Soaring Chinese demand for agricultural commodities over the past two decades has led China to look outwards to secure its needs. In 1995, China was producing and consuming 14 million tons of soybeans. In 2011, it was still producing 14 million tons of soybeans but it was consuming 70 million tons, meaning that 56 million tons had to be imported.
 
A significant proportion of that has come from Brazil, which is responsible for 27% of the global harvest. This year saw a record harvest of 83 million tonnes.  The growth in Brazilian soy production has had serious environmental impacts over the past twenty years. Speaking to chinadialogue, Professor Carlos Reboratti said:
 
‘There are two major affects of the expansion of soya. Firstly the degrading of the ground as a result of monoculture and secondly the indirect affect of deforestation to increase the soy harvest. The first has to do with the price advantages of soya that means that producers always choose it over other grains. The pace of deforestation for soya has certainly reduced in recent years, if not ceased completely. 
 
Can Brazil cope?
 
A new threat in addition to environmental damage is that Brazil’s infrastructure will collapse under the pressure of exporting so much soya and other agricultural products. As Ticiane Rossi reported for the La Gran Época, Brazil is not benefiting from its increasing harvests.
 
‘According to a survey carried out by the Brazilian state Company of the National Subministry of Food, the fields dedicated to soya production have grown 10.4% compared to last year. The same study nevertheless showed a decline in exports compared to previous years owing to logistical limitations.’
 
Exports have fallen and transport costs have risen largely because the roads leading to the ports are overflowing with an unprecedented volume of haulage trucks. The queues at the port of Santos often exceed 30 kilometres, with drivers having to wait over 24 hours in near stationary traffic. 
 
Writing in the Argentinian newspaper La Nacion, the commentator Emiliano Galli has said that the situation has put Brazil at a crucial point in its history.
 
Brazil is at a crossroads: its logistical collapse, a product of its growth is now threatening that very growth itself. In the short term, the kilometres long queues of trucks to the ports, and the weeks of wait to load the ships, will continue to be the most poignant image of the “other Brazil”.
 
Gustavo Segre, of the Consulting Group Centre…estimates that if the country grows by 5% in two years, the logistical system will completely collapse. ‘The logistical cost of the lack of infrastructure is more than US$ 9.2 billion per year and represents 10.6% of GDP’, he says.
 
The Brazilian government has planned US$ 100 billion of investment in a 30-year plan that considers opening up to the private sector to help modernise its roads, railways and ports.
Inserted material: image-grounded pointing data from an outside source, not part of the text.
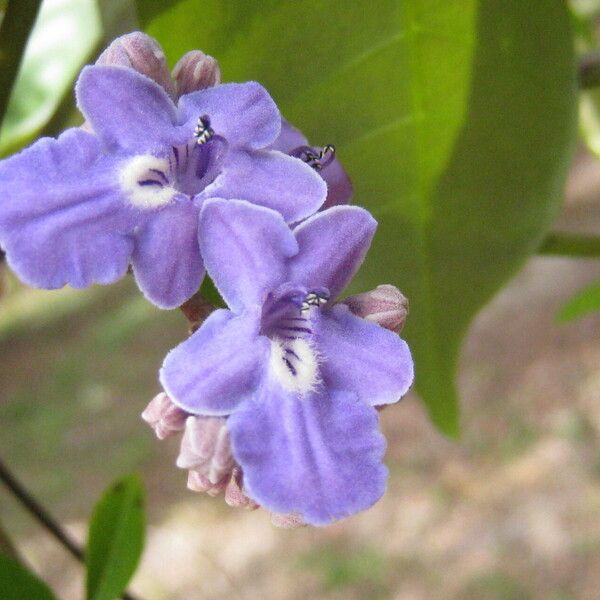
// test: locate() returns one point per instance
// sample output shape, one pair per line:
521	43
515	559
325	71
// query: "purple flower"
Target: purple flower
297	376
323	160
80	209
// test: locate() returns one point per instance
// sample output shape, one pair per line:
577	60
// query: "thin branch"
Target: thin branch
44	517
589	70
18	20
566	244
7	547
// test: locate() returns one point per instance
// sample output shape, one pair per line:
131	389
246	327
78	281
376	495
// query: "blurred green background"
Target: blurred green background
512	509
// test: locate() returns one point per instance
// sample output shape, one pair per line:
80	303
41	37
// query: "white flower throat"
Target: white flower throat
150	181
287	322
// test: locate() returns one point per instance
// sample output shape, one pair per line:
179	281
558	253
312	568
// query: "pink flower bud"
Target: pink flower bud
201	483
164	417
234	496
142	53
287	521
195	71
205	448
385	305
But the Brazilian Company of Planning and infrastructure, created by the government in 2012, thinks the country will need double that.
 
In the meantime, Brazil risks falling foul of its biggest customer, China. In the middle of March China cancelled an order of 600,000 tonnes of soya for delays in the delivery. Recently China has also delayed approval for a new strain of genetically modified soya. 
 

Reports suggest that the approval will be forthcoming, and the delay is merely a technical one associated with the change of government. Nevertheless, the delay has highlighted the power China has to influence Brazilian agricultural policy.